4 Ingredient: Flax Seed Cookie gluten-free & healthy
A favourite way to use up leftover egg whites is to make cookies. This new recipe 4 ingredients Flax Cookies is gluten-free, easy to whip up and tastes delicious, not too sweet. Made using ground flax seeds, 2 egg whites, white sugar and a little coconut.

One of my favourite ways to use up leftover egg whites is by making cookies! These easy 4-ingredient flaxseed cookies are gluten-free, naturally delicious, and take just 10 minutes to prepare. They’re lightly sweet, crisp on the outside, and packed with the goodness of flaxseeds. Made with ground flaxseeds, egg whites, white sugar, and a touch of coconut, this simple recipe is a variation of my other egg-white cookie creations—check out the links below for more ideas!
Prep. takes = 10 minutes
Rest time = 10 minutes
Bakes = 10 minutes
Makes = 20 small cookies
Ingredients 4
- Egg whites – 2
- Sugar –100g (1/2 cup)
- Desiccated coconut – 40g (1/2 cup)
- Ground flax seeds – 100g (1 cup)
Method
- Whip egg whites in a bowl with electric beaters until slightly stiff and soft peaks form.

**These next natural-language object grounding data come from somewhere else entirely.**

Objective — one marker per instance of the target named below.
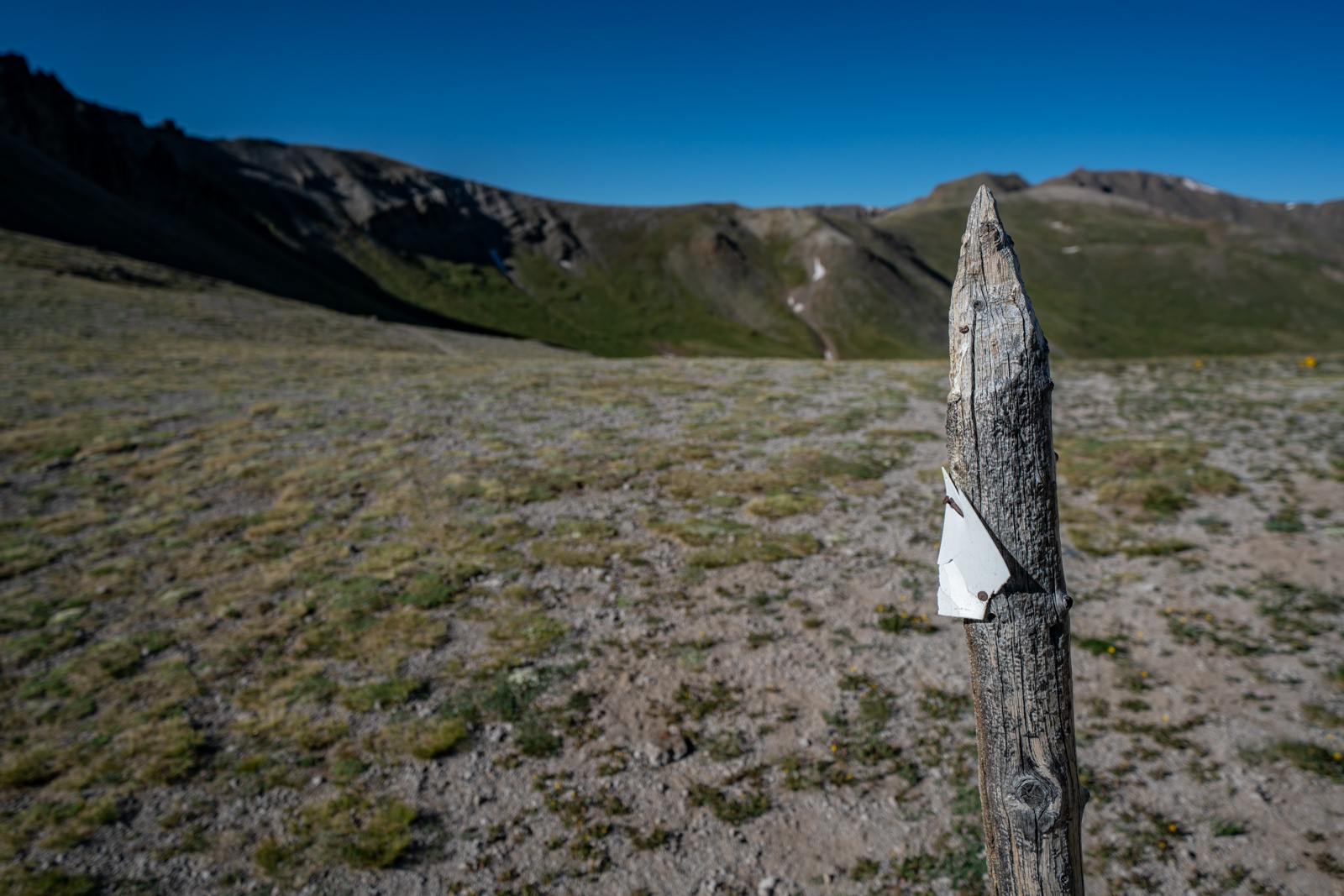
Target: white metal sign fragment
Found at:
(969, 564)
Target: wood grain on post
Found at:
(1001, 457)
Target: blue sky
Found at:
(756, 102)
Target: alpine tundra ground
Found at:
(296, 602)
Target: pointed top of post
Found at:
(988, 268)
(988, 285)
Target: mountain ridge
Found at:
(371, 235)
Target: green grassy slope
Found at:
(1137, 282)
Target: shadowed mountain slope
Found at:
(370, 235)
(1133, 264)
(1116, 262)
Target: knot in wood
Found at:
(1038, 799)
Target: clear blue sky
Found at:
(757, 102)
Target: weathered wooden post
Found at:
(1003, 463)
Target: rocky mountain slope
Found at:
(1117, 262)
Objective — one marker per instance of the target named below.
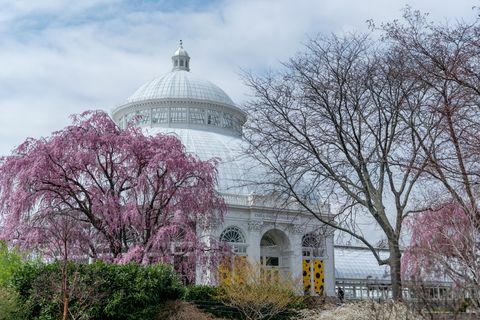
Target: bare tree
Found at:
(335, 124)
(446, 58)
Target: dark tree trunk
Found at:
(395, 271)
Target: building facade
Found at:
(283, 238)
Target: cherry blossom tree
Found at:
(444, 244)
(131, 197)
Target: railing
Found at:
(271, 202)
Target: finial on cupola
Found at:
(181, 59)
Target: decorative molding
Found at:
(298, 228)
(255, 225)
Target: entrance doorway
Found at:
(275, 254)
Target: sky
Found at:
(59, 58)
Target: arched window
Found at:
(235, 238)
(267, 241)
(313, 245)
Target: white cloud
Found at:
(62, 57)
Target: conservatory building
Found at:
(283, 238)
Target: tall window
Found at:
(159, 115)
(235, 238)
(197, 116)
(178, 114)
(213, 117)
(313, 245)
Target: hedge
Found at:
(97, 291)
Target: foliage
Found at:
(10, 260)
(10, 308)
(332, 125)
(200, 293)
(180, 310)
(97, 291)
(121, 195)
(258, 293)
(444, 244)
(365, 310)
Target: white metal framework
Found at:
(313, 245)
(236, 239)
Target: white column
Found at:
(254, 237)
(329, 266)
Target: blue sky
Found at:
(62, 57)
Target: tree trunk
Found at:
(395, 270)
(65, 291)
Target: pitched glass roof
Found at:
(359, 263)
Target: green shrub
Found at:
(10, 308)
(97, 291)
(201, 293)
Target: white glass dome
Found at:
(200, 114)
(181, 84)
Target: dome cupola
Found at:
(181, 59)
(179, 99)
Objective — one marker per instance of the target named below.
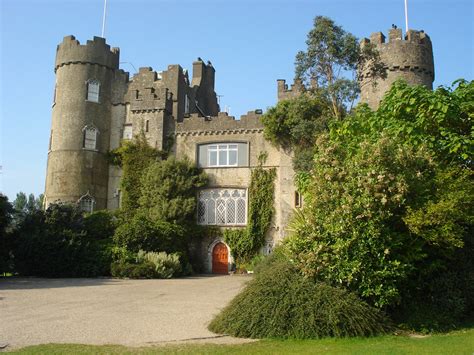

- Add in sugar, coconut and ground flax seeds and gently fold in using a spatula or wooden spoon.
- Preheat the oven 200˚C or 180˚C fan forced. Pop the cookie dough in the fridge for 10 minutes while you wait for the oven to heat up. Prepare a large lined baking tray.
- Using a teaspoon scoop out the cookie dough and roll it in your hands to form a smooth ball and flatten slightly. If your mixture or hands are sticky have a small bowl of water nearby and dip your hands in that after a few rolls.
- Bake for 10 minutes. Then cool on the tray for 15-30 minutes, then place on a cooling rack until completely cool. Store at room temperature for about 5-7 days or freezer for about 2 months.